➣ Collaboration system – supports the work of teams by facilitating the sharing and flow of information.
Organizations form alliances and partnerships with other organizations based on their core competency.
- Core competency – an organization’s key strength, a business function that it does better than any of its competitors
- Core competency strategy – organization chooses to focus specifically on its core competency and forms partnerships with other organizations to handle nonstrategic business processes
Information technology can make a business partnership easier to establish and manage.
- Information partnership – occurs when two or more organizations cooperate by integrating their IT systems, thereby providing customers with the best of what each can offer
- The Internet has dramatically increased the ease and availability for IT-enabled organizational alliances and partnerships
⏩ Collaboration Systems
Collaboration solves specific business tasks such as telecommuting, online meetings, deploying applications, and remote project and sales management.
Collaboration system – an IT-based set of tools that supports the work of teams by facilitating the sharing and flow of information.
Two categories of collaboration :
- Unstructured collaboration (information collaboration) - includes document exchange, shared whiteboards, discussion forums, and e-mail
- Structured collaboration (process collaboration) - involves shared participation in business processes such as workflow in which knowledge is hardcoded as rules
Collaboration systems include:
- Knowledge management systems
- Content management systems
- Workflow management systems
- Groupware systems
⏩Knowledge Management Systems
➣Knowledge management (KM) – involves capturing, classifying, evaluating, retrieving, and sharing information assets in a way that provides context for effective decisions and actions
➣Knowledge management system – supports the capturing and use of an organization’s “know-how”

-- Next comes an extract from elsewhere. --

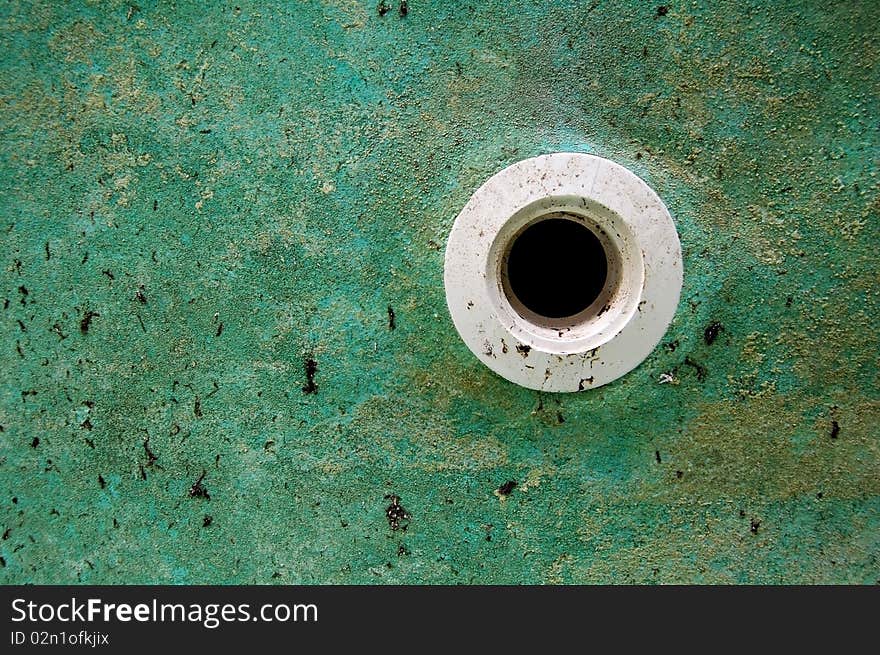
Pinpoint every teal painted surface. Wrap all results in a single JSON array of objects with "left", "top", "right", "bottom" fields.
[{"left": 0, "top": 0, "right": 880, "bottom": 583}]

➣Intellectual and knowledge-based assets fall into two categories:
- Explicit knowledge – consists of anything that can be documented, archived, and codified, often with the help of IT
- Tacit knowledge - knowledge contained in people’s heads
The following are two best practices for transferring or recreating tacit knowledge :
- Shadowing – less experienced staff observe more experienced staff to learn how their more experienced counterparts approach their work
- Joint problem solving – a novice and expert work together on a project
➣Reasons why organizations launch knowledge management programs
⏩ KM Technologies
Knowledge management systems include:
- Knowledge repositories (databases)
- Expertise tools
- E-learning applications
- Discussion and chat technologies
- Search and data mining tools
⏩ KM and Social Networking
➣Finding out how information flows through an organization.
➣Social Networking Analysis (SNA) – a process of mapping a group’s contacts (whether personal or professional) to identify who knows whom and who works with whom.
➣SNA provides a clear picture of how employees and divisions work together and can help identify key experts.
⏩ Content Management
Content management system (CMS) – provides tools to manage the creation, storage, editing, and publication of information in a collaborative environment.
CMS marketplace includes:
- Document management system (DMS)
- Digital asset management system (DAM)
- Web content management system (WCM)
➢Document management system (DMS)
Supports the electronic capturing, storage, distribution, archival, and accessing of documents.
➢Digital asset management system (DAM)
Similar to DMS, generally works with binary rather than text files, such as multimedia files types.
➢Web content management system (WCM).
Adds an additional layer to document and digital asset management that enables publishing content both to intranets and to public Web sites.
⏩ Content management system vendor overview
⏩ Working Wikis
- Wikis - Web-based tools that make it easy for users to add, remove, and change online content
- Business wikis - collaborative Web pages that allow users to edit documents, share ideas, or monitor the status of a project
⏩ Workflow Management Systems
➣Work activities can be performed in series or in parallel that involves people and automated computer systems.
➣Workflow – defines all the steps or business rules, from beginning to end, required for a business process
➣ Workflow management system – facilitates the automation and management of business processes and controls the movement of work through the business process
➣Messaging-based workflow system – sends work assignments through an e-mail system
➣Database-based workflow system – stores documents in a central location and automatically asks the team members to access the document when it is their turn to edit the document
⏩ Groupware Systems
➣ Groupware – software that supports team interaction and dynamics including calendaring, scheduling, and videoconferencing.
➢ Groupware technologies
VIDEOCONFERENCING
Videoconference - a set of interactive telecommunication technologies that allow two or more locations to interact via two-way video and audio transmissions simultaneously.
WEB CONFERENCING
Web conferencing - blends audio, video, and document-sharing technologies to create virtual meeting rooms where people “gather” at a password-protected Web site.
INSTANT MESSAGING
E-mail is the dominant form of collaboration application, but real-time collaboration tools like instant messaging are creating a new communication dynamic.
Instant messaging - type of communications service that enables someone to create a kind of private chat room with another individual to communicate in real-time over the Internet.